From what I remember, most of the offers that Wren has received involve the Braves taking on around $4 million worth of salary. Right now, they are just waiting to receive an offer that provides bigger returns than those previously offered whether it is through cash or players. There’s an outside shot that they could trade a bad contract for a bad contract, but more likely that they trade him for a handful of washed up minor leaguers.
If they cannot find a suitor or an offer that they are satisfied with, I am sure that he will be invited to camp with a chance to compete for a role, but it’s unlikely that he will win one.
The Braves are committed to developing their young talent, therefore, Kawakami has no shot of making the rotation out of camp. Tim Hudson, Tommy Hanson, Derek Lowe, Jair Jurrjens, and Mike Minor currently make up the rotation with Brandon Beachy next in line.

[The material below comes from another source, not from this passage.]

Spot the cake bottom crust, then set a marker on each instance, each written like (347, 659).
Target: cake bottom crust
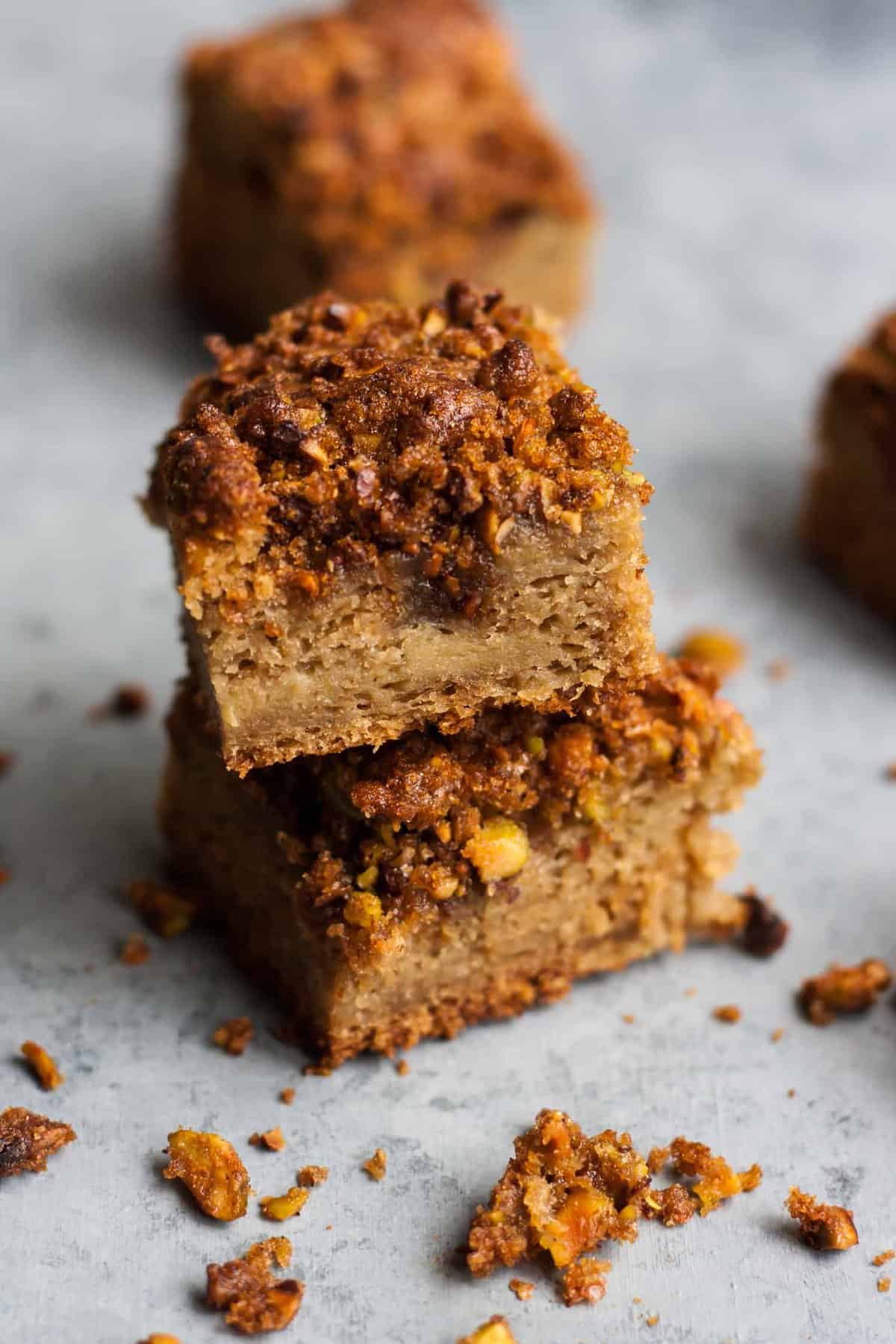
(240, 258)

While it once seemed like the bullpen could be a realistic landing place for KK, there are far too many superior arms at this point in Craig Kimbrel, Jonny Venters, Peter Moylan, Eric O’Flaherty, Scott Linebrink, and George Sherrill. There are also a handful of arms competing for a potential eighth bullpen spot: Scott Proctor, Erik Cordier, Juan Abreu, and Cristhian Martinez.
There aren’t many teams with money left in their budgets that are in desperate need of a back-end starter, so there’s a chance that he does compete in the spring, but even then, it only improves his trade value. Bill James projects him to pitch 50 innings this year with a 4.32 ERA. I’m not sure where he expects him to pitch, but there aren’t many players that the Braves would be willing to remove from the 40-man roster in order to make room for KK.
It’s interesting that you mention the Nate McLouth vs. Kawakami comparison. Fans might not realize this, but Kawakami posted a positive WAR last year, 0.6, while McLouth had an abysmal -1.3.
Obviously, any time that a player is costing you wins, it’s a bad thing. If WAR didn’t exist though, I would think that Kawakami cost the Braves more actual wins than McLouth did. (This is just an observation based on memory and no actual research)
The reason that McLouth has been handed the center field job is because of depth. While both are scheduled to make more money than they are probably worth, McLouth has more value over the alternative compared to Kawakami, who presents negative value to the pitching staff.
While McLouth had a sub-par season last year, he is still the best center fielder that the Braves have available. Kawakami isn’t even one of the best six starting pitchers available to the Braves, hence the difference.
In a perfect world, both would come into Spring Training and produce better numbers than ever before, but this is far from a perfect world. Don’t expect anything right out of the gate, but after the 40 game mark, the Braves are going to be forced to acquire an upgrade for McLouth if he fails to produce.